About
The dep_search API exposes a local dep_search via a simple HTTP-based API. It allows you to query treebanks using HTTP requests and is used to automate dep_search runs and as a back-end for the web application. You can try it live - the following command queries UD English with the query _ <nsubj _
and returns 10 trees:
curl -L 'http://bionlp-www.utu.fi/dep_search_webapi?search=_%20%3Cnsubj%20_&db=UD_English-v13&case=True&retmax=10&dl'
There are three steps to get going:
- Index at least one treebank
- Tell the API where to find the index on the local drive
- Start the service so that it can be queried
Indexing a treebank
All you need is to cat a treebank in the CoNLL-U
format to the build_index
command like so:
cat example_en.conllu | python build_index.py --wipe -d example_en_db
which will create a directory example_en_db
with the treebank index. You can re-index your treebank with the above command at any point, and you do not need to re-start the API for the changes to take effect.

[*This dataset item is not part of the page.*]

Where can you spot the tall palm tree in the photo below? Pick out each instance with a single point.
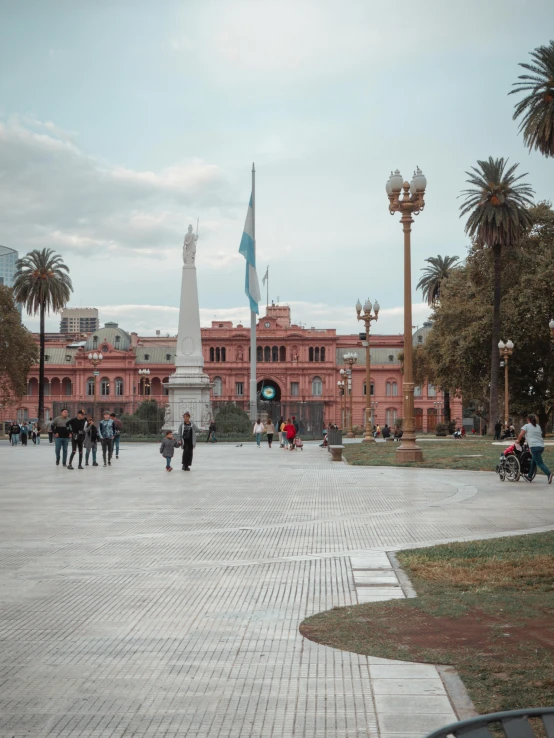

Tell the dep_search API where to find your treebanks
This involves two files: corpora.yaml
tells about every indexed treebank and corpus_groups.yaml
tells how the treebanks group together, to build the hierarchical treebank selection menu on the main page. These files are under the webapi
directory of dep_search. Below you can find simple examples, but we keep the full files in GitHub - go have a look here and here for some advanced functionality.
corpora.yaml
This file lists the indexed corpora the API should know about. A simple entry looks like this:
english_demo:
paths: /path/to/example_en_db
name: "Small English demo corpus"
Here english_demo
is a handle which is used in the API requests, paths
is where the index is located locally, and name
is shown in the corpus selection drop-down in the web application. You do not need to re-start the API when you add new corpora.
corpus_groups.yaml
This file groups the corpora into logical groups. Currently it is used to group the corpora for the corpus selection drop-down in the web application. You do not need to re-start the API when you add new corpus groups.
-
name: "My dev treebanks"
corpora: english_demo
Where My dev treebanks
is a group of corpora, and corpora
is a space-separated list of corpora from corpora.yaml
.
Running the API
In terminal
python serve_webapi.py
By default, this will serve the API at all interfaces, port 45678
. You can change these settings in serve_webapi.py
. You can test it by pointing your browser to http://127.0.0.1:45678 in the default setup and then to http://127.0.0.1:45678/metadata/
Under nginx
Running under the nginx web server happens in two parts:
- Launch the dep_search webapi through
uwsgi
and tell it to talk over a unix socket. - Tell the
nginx
web server where this socket is so it can direct the traffic there.
uWSGI socket
The below command to start the application via uWSGI is in the launch_via_uwsgi.sh
script for your convenience. The processes
parameter controls how many concurrent requests you are able to serve, and the harakiri
places a timeout on serving a single request.
/usr/bin/uwsgi
--plugin python
--module serve_webapi
--callable app
--socket /path/to/dep_search/webapi/dep_search_webapi.sock
--pythonpath /path/to/dep_search/webapi
--processes 5
--master
--harakiri 5000
--manage-script-name
--chmod-socket=666
But it might be a better idea to use the supervisord
daemon to manage this process if you are deploying this for real. Supervisord will launch the job, restart it for you, etc. You can place a dep_search_webapi.conf
in /etc/supervisor.d/conf.d
looking like this, start the process using supervisorctl
and you will be all set.
[program:dep_search_webapi]
command=/usr/bin/uwsgi
--plugin python
--module serve_webapi
--callable app
--socket /path/to/dep_search/webapi/dep_search_webapi.sock
--pythonpath /path/to/dep_search/webapi
--processes 5
--master
--harakiri 5000
--manage-script-name
--chmod-socket=666
directory=/path/to/dep_search/webapi
user=ginter
autostart=true
autorestart=true
stdout_logfile=/path/to/dep_search/webapi/dep_search_webapi.log
redirect_stderr=true
stopsignal=QUIT
Once the uwsgi
process is running and the dep_search_webapi.sock
exists, you can configure nginx
to pass traffic to it.
nginx config
This is all that should be needed as far as nginx goes:
location /dep_search_webapi/ {
rewrite /dep_search_webapi(.*) $1 break;
include uwsgi_params;
uwsgi_pass unix:/path/to/dep_search/webapi/dep_search_webapi.sock;
uwsgi_param SCRIPT_NAME /dep_search_webapi;
}